Sono 2000 gli studi italiani che hanno aderito al progetto promosso dal CNOP, Consiglio Nazionale Ordine degli Psicologi, in occasione della Giornata Nazionale della Psicologia, il prossimo 10 ottobre. Le strutture saranno aperte e offriranno informazioni e consulenze gratuite oltre a essere coinvolte nella prima metà di ottobre in molti eventi.

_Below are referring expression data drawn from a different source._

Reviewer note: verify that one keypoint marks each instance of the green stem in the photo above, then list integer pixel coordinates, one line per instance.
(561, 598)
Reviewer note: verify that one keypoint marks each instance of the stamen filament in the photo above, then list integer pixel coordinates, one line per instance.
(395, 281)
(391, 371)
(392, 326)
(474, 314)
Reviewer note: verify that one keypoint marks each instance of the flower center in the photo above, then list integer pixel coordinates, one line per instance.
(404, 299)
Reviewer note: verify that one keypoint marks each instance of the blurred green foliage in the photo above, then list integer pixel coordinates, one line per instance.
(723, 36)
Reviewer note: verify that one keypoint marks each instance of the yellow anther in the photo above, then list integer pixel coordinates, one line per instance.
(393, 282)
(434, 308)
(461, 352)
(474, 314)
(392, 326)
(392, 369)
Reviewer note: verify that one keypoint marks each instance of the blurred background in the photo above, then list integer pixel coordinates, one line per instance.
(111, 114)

«A ciascuno di noi può capitare un momento di difficoltà, di solitudine, una fase di ansia, legata anche alla vita che conduciamo, agli avvenimenti: la morte di una persona cara, la malattia – ha detto oggi Emilia Grazia De Biasi, presidente della commissione sulla sanità al Senato, nella conferenza stampa di presentazione dell’evento del 10 ottobre -. Quelli sono momenti che richiedono un sostegno, non necessariamente l’intervento psichiatrico e farmaci. Qualcuno che ci aiuti». Ma ancora oggi si registra una sorta di pregiudizio nei confronti di queste figure professionali. È per questo che il CNOP ha organizzato questa seconda edizione, in coincidenza con la Giornata Mondiale della Salute Mentale. Quest’anno il tema scelto è quello delle “periferie esistenziali”.
«Ci riferiamo non soltanto a quelle geografiche, ma soprattutto a chi si sente emarginato dalla società, a chi è lacerato da tensioni e conflitti, a chi non riesce a far fronte alla complessità esistenziale, riscontrabile anche nel disagio di molti giovani e adolescenti», spiega Fulvio Giardina, presidente del Consiglio Nazionale Ordine Psicologi.
Da studi eseguiti risulta che le categorie più “critiche” sono quelle dei ragazzi e degli over 50. «Immaginiamo una persona di 50-55 anni che deve riciclarsi sul lavoro e non è educato culturalmente per farlo», ha sottolineato Giardina. Solo tra i giovanissimi, in età compresa tra i 16 e 18 anni, però, si è registrato un aumento del 30% di richieste di supporto psicologico. Per venire incontro a questa evenienza, il presidente spiega che si è pensato, addirittura, di adattare il codice deontologico a questa nuova realtà: «Attualmente prevede che il minorenne debba avere il consenso di entrambi i genitori per poter accedere allo psicologo. Noi vogliamo invece avere l’autonomia di farli venire senza mamma e papà. Ci siamo accorti che i ragazzi hanno un’indipendenza maggiore rispetto a 10, 20, 30 anni fa».
Ma la libertà di scelta non è l’unica a doversi concretizzare. «Una persona che a qualunque livello ha un problema di salute mentale, non dico la patologia psichiatrica ma affronta problemi come la solitudine, l’ansia l’abbandono, va dal privato- spiega De Biasi -. Questo non è ulteriormente accettabile. Non c’è nulla di male ad andare negli studi privati, però, se i servizi territoriali non si potenziano non si riesce a intercettare e quantificare il bisogno».